4. The ear pad (100, 100') according to any of the preceding claims, wherein the cover (160) comprises a flexible and/or pliable material.

5. The ear pad (100, 100') according to any of the preceding claims, wherein the foam core (150) has a plurality of holes adjacent to the at least one first sub-portion (166) of the second portion (164) of the cover (160).
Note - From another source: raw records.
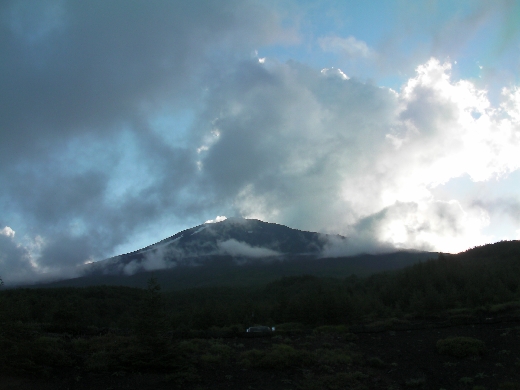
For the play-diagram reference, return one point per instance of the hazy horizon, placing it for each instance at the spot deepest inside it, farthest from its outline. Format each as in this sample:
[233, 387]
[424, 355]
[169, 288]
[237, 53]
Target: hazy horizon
[394, 123]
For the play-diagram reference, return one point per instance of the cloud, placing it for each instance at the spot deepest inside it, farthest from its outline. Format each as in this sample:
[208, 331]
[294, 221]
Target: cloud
[239, 248]
[219, 218]
[122, 122]
[349, 47]
[85, 160]
[299, 147]
[15, 260]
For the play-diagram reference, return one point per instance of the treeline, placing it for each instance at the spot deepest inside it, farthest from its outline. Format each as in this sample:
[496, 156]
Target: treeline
[479, 278]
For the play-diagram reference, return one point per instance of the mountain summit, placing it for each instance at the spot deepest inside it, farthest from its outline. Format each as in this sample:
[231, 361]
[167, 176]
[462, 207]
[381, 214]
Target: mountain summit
[242, 239]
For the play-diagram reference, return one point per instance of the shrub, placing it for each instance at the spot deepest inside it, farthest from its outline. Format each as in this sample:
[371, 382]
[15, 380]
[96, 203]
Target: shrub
[461, 347]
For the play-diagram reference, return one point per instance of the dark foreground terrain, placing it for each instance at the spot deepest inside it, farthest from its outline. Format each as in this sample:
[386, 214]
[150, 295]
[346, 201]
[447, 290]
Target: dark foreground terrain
[450, 323]
[386, 355]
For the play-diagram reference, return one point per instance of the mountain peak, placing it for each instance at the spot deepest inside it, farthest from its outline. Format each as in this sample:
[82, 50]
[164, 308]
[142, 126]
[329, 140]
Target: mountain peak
[239, 238]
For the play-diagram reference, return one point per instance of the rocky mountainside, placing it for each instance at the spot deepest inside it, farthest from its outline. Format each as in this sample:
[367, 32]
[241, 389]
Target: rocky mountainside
[242, 239]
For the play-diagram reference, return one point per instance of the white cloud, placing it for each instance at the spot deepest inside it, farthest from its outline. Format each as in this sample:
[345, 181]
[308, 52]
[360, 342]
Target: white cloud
[335, 155]
[349, 47]
[219, 218]
[7, 231]
[239, 248]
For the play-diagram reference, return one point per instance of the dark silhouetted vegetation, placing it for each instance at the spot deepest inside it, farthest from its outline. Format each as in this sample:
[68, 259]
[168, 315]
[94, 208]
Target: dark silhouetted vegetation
[110, 329]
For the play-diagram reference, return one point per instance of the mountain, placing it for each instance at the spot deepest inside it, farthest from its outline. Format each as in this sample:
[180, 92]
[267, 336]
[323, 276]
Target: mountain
[237, 252]
[244, 240]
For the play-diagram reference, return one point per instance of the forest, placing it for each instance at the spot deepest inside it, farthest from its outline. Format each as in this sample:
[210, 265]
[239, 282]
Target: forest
[102, 330]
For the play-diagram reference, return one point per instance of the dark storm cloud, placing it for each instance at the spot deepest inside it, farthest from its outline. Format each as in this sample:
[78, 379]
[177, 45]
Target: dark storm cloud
[80, 83]
[15, 263]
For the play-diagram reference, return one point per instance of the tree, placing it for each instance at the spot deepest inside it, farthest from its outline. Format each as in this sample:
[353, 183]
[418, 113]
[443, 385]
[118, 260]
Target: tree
[151, 323]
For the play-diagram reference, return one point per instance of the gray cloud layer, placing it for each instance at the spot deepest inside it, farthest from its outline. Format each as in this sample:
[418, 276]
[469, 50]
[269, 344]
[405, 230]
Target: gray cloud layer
[86, 165]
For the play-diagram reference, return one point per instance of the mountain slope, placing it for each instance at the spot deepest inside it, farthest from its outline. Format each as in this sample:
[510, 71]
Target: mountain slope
[237, 252]
[242, 239]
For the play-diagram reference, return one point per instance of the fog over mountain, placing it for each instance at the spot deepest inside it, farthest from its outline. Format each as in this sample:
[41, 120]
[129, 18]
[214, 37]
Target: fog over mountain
[244, 240]
[395, 124]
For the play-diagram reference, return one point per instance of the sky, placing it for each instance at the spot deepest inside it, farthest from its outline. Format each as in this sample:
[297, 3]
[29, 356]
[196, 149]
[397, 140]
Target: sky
[394, 123]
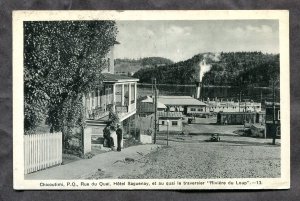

6. The ear pad (100, 100') according to any of the preceding claims, wherein the at least one first sub-portion (166) of the second portion (164) of the cover (160) comprises a plurality of openings.

7. The ear pad (100, 100') according to any one of the preceding claims, wherein the at least one first sub-portion (166) of the second portion (164) of the cover (160) comprises a mesh (190), the mesh (190) being arranged at least one of the openings in the at least one first sub-portion (166) of the second portion (164) of the cover (160).

8. The ear pad (100, 100') according to any one of the preceding claims, the foam core (150) further comprising at least one tube or aperture (170), wherein the at least one tube or aperture (170) comprises a first end (172) and a second end (174), the second end (174) being arranged opposite the first end (172), wherein the first end (172) of the at least one tube or aperture (170) is arranged at the at least one first sub-portion (166) of the second portion (164) of the cover (160), and wherein the second end (174) of the at least one tube or aperture (170) is arranged in the foam core (150).

9. The ear pad (100, 100') according to claim 8, wherein the at least one tube or aperture (170) comprises a tube comprising a bendable material.

10. The ear pad (100, 100 ') according to claim 8 or 9, wherein the at least one tube or aperture (170) extends from the at least one first sub-portion (166) of the second portion (164) of the cover (160) into the foam core (150) perpendicular to the contact surface (110, 110').

11. The ear pad (100, 100') according to any one of claims 8-10, wherein the at least one tube or aperture (170) comprises a chamber at the second end (174), and wherein the chamber is provided in the foam core (150).

12. An earpiece (210, 210 ') comprising an ear pad (100, 100') according to any of the preceding claims.

13. A binaural hearing device (200) comprising two earpieces (210, 210') according to claim 12.